Quién lea estas líneas imputándome una dialéctica de la venganza estará muy equivocado. Debemos denunciar lo siguiente: el Estado no confía en su pueblo y por ende es tratado de forma infantil constantemente, una cosa que ha sucedido tanto en tiempos de la Segunda República como posteriormente. El drama social murciano alcanza un sentido trágico cuando se observa que el relato nacionalcatólico que las élites han promulgado es atravesado por un Estado que tiende a vigilar, controlar y coaccionar.
Así, durante la Segunda República, la legislación laica por parte del Estado condujo a una mirada institucional que pretendía desplazar y ocultar la idea de la Navidad para dar protagonismo a la fiesta del Niño. En Murcia, durante el año 1937, la fiesta del niño tenía como acto principal el reparto de juguetes para los niños alojados en los albergues de refugiados, un acto organizado mediante suscripción popular. Un año más tarde, para la Fiesta del Niño se nombró una comisión compuesta por todos los partidos y organizaciones antifascistas, teniendo en el centro otra vez a los infantes. A pesar de tener un horizonte democrático, la imposición legislativa volvió a dejar en evidencia una falta de pluralidad vital para construir un sentido de colectividad integrador.
Mimetizando la condescendencia que las élites han ejercido durante décadas, muchos de nosotros hemos tendido a desconfiar de nuestros conciudadanos.
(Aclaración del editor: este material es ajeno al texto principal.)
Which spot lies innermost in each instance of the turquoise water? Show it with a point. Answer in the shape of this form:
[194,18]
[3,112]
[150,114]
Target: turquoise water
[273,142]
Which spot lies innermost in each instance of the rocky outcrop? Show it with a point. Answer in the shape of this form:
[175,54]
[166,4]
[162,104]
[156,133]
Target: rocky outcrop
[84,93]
Es muy complicado confiar sin prejuicios en los otros cuando no estamos acostumbrados a ejercer la libertad, la coerción legislativa ha impedido que brote la responsabilidad cívica desde nuestro interior.
Uno de los grandes éxitos de aquellos que ejercen el poder es la imposición de una constante mirada de desconfianza al pueblo, en estos momentos de pandemia no paramos de acusarnos de irresponsables entre dominados. Para ello, muchos medios nos han mostrado una y otra vez casos que se han elevado a la totalidad, es decir, si un grupo de jóvenes incumplía cierta normativa, de forma inmediata se imputaba la falta a la juventud en su conjunto. ¿Cómo calibrar si el pueblo puede llegar a ser soberano y responsable si nunca se le ha dejado ejercer su soberanía? (y por supuesto, decir que votar una vez cada cuatro años es la demostración de la soberanía del pueblo, sería hacer un discurso simplista e ingenuo).
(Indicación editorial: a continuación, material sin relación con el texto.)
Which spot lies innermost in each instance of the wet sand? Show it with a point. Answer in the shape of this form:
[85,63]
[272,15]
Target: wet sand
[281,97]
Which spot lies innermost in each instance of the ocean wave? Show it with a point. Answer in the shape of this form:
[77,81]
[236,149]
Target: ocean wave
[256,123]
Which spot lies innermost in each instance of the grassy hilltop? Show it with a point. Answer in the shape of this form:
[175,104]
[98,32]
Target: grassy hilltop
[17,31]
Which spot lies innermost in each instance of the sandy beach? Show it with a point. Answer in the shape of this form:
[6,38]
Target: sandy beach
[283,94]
Las consecuencias de todo esta depuración y control, es la falta de pluralidad y el impulso de una actitud sumisa como único rol a representar en las tramas dispuestas por las instituciones. Ahora bien, aún dibujando un panorama desolador y encorsetado al diseño institucional, desde aquí advertimos de un cosa: estaríamos equivocados si entendiéramos la vida de los dominados desde una narración pasiva respecto la disposición social, sino que la historia de los movimientos sociales nos ha demostrado que podemos llegar a revelarnos como agentes activos que disputan el orden sociopolítico. Una mirada excesivamente deductiva por parte de algunos poderosos miopes les pueden hacer obviar que “la hierba crece de noche”. Como decía Jose Luís Sampedro, “es hermoso pensar que el poderoso, cuando abre la puerta para salir de su casa, descubre que durante la noche ha crecido una hierba que no le deja salir”.
En estos momentos, mientras déspotas como Juan Guillamón Álvarez hacen evidente el miedo que tienen a la democracia, movimientos como el feminista y organizaciones como la PAH, pese al disgusto de algunos, vienen para destruir el sentido nacionalcatólico que ha regido la vida de aquellos que han ejercido el poder en la Región de Murcia.